Before putting the fish in the tank did you test the water they came in and compare it with your tank water? Sometimes a big change in water parameters will kill fish when you first bring them home.... although I would think it would have killed them sooner. Same as acclimating them. It needs to be done slowly, but again, I'd think it would have killed them sooner if that was the problem.

Sometimes fish just die. Who knows how long they were at the fish store for... maybe they were old.

I hope some of this helps and good luck with the rest of your fish. (Are you going to replace the Cory's? I read somewhere they like to be in groups.)


----------



## jrman83 (Jul 9, 2010)

What method did you use to cycle the tank? Just from the info you gave, doesn't sound like your tank was cycled.


----------



## AshRD (Jun 15, 2011)

Yes I did a fishless cycle. It took about 4 weeks for it to get established. I was dumping a teaspoon or more of pure ammonia about every week and it was being processed in a fairly short amount of time.
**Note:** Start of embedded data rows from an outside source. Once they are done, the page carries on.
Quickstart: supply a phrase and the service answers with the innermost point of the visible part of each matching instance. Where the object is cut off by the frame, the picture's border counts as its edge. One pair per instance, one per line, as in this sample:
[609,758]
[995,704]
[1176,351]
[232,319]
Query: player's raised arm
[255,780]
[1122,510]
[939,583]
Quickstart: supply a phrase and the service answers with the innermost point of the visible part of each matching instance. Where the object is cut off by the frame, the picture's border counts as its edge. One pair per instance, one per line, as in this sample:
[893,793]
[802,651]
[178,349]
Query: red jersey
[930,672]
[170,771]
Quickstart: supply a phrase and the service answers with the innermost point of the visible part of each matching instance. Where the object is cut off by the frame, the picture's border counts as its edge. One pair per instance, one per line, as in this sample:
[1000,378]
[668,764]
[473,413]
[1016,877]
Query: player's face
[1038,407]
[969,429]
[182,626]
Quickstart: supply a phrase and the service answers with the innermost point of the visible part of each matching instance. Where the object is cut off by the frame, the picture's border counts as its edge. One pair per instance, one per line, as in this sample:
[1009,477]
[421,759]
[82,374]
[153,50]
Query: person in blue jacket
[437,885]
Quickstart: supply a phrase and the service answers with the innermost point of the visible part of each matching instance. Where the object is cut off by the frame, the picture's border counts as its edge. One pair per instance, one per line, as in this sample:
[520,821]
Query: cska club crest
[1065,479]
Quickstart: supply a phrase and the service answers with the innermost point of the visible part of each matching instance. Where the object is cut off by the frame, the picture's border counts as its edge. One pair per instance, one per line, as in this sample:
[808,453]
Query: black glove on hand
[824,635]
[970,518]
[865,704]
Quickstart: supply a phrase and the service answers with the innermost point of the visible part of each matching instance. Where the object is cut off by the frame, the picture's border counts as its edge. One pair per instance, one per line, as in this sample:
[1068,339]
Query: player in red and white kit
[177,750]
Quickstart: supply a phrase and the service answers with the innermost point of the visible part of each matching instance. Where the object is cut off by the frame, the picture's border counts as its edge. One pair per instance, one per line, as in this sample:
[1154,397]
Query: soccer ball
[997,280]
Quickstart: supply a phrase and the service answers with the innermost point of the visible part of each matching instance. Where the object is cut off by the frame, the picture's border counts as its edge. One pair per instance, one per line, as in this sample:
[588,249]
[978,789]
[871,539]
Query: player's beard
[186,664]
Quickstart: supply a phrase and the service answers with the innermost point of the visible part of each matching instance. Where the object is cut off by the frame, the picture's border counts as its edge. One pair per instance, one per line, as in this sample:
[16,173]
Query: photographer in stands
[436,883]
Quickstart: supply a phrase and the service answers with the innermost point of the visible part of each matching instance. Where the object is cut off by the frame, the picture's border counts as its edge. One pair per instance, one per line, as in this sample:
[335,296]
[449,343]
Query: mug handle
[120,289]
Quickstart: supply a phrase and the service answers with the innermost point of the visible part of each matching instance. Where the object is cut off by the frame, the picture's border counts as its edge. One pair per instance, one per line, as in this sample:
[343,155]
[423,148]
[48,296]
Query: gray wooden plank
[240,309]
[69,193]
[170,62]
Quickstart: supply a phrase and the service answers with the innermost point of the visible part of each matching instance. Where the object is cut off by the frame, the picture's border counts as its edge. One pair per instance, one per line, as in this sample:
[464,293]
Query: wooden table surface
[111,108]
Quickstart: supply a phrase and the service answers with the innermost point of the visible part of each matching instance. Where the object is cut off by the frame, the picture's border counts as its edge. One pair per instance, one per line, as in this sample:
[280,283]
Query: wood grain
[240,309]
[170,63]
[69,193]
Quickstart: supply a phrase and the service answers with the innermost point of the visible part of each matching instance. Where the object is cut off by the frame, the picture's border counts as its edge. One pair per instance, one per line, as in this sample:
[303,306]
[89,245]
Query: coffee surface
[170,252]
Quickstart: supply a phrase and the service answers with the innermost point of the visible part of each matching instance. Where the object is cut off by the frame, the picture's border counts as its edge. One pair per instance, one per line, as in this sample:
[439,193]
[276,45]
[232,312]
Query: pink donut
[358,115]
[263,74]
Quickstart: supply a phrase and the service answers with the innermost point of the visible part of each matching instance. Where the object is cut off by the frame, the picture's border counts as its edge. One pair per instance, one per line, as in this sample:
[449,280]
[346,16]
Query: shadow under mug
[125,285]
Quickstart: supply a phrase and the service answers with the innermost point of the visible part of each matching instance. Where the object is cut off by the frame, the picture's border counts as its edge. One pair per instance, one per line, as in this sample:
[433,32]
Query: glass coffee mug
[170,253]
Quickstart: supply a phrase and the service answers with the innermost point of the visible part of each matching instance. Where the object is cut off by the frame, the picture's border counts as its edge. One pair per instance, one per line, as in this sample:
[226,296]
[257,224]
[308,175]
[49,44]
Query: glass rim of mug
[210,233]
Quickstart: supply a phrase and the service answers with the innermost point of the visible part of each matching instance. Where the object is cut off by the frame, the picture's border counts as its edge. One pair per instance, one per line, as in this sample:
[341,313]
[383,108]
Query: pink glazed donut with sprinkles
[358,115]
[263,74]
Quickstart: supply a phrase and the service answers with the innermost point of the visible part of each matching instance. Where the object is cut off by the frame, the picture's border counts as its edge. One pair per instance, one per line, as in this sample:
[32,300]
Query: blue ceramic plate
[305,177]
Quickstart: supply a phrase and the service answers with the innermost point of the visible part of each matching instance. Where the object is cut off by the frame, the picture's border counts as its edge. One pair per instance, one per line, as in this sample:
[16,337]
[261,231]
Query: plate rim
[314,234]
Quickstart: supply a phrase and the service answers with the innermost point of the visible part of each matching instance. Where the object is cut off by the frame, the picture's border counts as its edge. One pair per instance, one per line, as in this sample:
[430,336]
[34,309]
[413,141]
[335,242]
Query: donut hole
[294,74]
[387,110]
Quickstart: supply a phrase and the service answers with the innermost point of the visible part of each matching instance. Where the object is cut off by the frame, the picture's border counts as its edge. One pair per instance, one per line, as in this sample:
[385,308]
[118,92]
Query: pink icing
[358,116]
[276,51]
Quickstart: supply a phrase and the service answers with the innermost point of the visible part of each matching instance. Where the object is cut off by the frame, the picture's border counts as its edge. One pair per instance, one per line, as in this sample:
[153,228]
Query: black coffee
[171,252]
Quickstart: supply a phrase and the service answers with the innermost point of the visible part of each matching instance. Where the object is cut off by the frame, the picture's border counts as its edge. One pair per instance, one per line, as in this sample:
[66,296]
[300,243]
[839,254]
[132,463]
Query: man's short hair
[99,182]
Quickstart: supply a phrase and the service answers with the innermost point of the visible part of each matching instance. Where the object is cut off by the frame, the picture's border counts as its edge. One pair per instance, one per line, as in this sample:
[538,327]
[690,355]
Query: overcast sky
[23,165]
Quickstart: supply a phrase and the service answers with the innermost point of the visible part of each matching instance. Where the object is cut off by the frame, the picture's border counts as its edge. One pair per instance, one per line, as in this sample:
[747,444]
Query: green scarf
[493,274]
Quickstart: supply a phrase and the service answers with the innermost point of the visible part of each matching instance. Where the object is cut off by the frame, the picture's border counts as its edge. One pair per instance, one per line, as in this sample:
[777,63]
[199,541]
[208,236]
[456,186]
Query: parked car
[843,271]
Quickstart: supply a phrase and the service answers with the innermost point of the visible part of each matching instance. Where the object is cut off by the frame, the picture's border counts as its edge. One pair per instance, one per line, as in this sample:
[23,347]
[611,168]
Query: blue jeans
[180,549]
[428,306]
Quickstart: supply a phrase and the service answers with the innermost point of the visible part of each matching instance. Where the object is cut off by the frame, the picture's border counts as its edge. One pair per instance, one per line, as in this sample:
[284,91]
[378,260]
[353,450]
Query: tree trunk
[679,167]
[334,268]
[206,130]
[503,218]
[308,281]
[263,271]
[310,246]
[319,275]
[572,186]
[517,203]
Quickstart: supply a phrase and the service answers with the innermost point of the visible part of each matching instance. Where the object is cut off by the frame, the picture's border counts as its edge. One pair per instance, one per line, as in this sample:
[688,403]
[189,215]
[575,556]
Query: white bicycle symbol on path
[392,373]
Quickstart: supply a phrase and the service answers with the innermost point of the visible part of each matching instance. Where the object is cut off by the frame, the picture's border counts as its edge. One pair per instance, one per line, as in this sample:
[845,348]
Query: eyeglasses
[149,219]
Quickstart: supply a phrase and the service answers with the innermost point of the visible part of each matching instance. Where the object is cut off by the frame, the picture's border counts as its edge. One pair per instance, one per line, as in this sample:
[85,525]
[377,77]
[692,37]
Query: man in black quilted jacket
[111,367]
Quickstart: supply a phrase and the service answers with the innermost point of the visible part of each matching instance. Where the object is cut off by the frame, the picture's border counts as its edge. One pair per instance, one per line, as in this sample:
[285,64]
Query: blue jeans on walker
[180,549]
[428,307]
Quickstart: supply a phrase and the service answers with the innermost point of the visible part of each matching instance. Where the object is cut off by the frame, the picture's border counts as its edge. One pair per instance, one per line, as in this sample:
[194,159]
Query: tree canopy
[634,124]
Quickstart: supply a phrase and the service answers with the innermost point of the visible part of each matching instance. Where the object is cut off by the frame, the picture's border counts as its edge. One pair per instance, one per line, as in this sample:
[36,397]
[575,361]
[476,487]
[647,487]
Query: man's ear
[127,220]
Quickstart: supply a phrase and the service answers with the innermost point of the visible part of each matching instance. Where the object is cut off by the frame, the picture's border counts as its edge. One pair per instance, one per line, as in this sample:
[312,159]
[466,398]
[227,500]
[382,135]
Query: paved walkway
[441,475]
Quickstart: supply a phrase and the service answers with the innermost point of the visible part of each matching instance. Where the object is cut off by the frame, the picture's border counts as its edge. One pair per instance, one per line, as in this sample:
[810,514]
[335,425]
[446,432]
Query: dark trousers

The water oxygenation may be a culprit. There is not alot of agitation from my filter, but overall with the water changes and the fact that there are so few fish, I'm not sure. I may want to get something to add just in case.


----------



## jrman83 (Jul 9, 2010)

Then what method did you use to acclimate the fish before putting them into the tank?


----------



## majerah1 (Oct 29, 2010)

If you were cycled then either the corys were not acclimated right,or they were ill.Any signs of distress(IE,white spots,cottony growth,clamped fins,red streaks,or gold shimmer when shining a flashlight)Tell us the process of acclimation,if you dont mind?


----------



## Subaru4wd (May 6, 2011)

Did you monitor your PH? When You did your waterchange, did you check the PH of the water entering the tank? A ph change of more than 0.3 is enough to kill your fish. 

Also a 25% water change on a 20gal tank maybe alittle excessive. I would have done 10% with RO or at the least leave your treated, new water sit overnight to stablize before you do the water change.


----------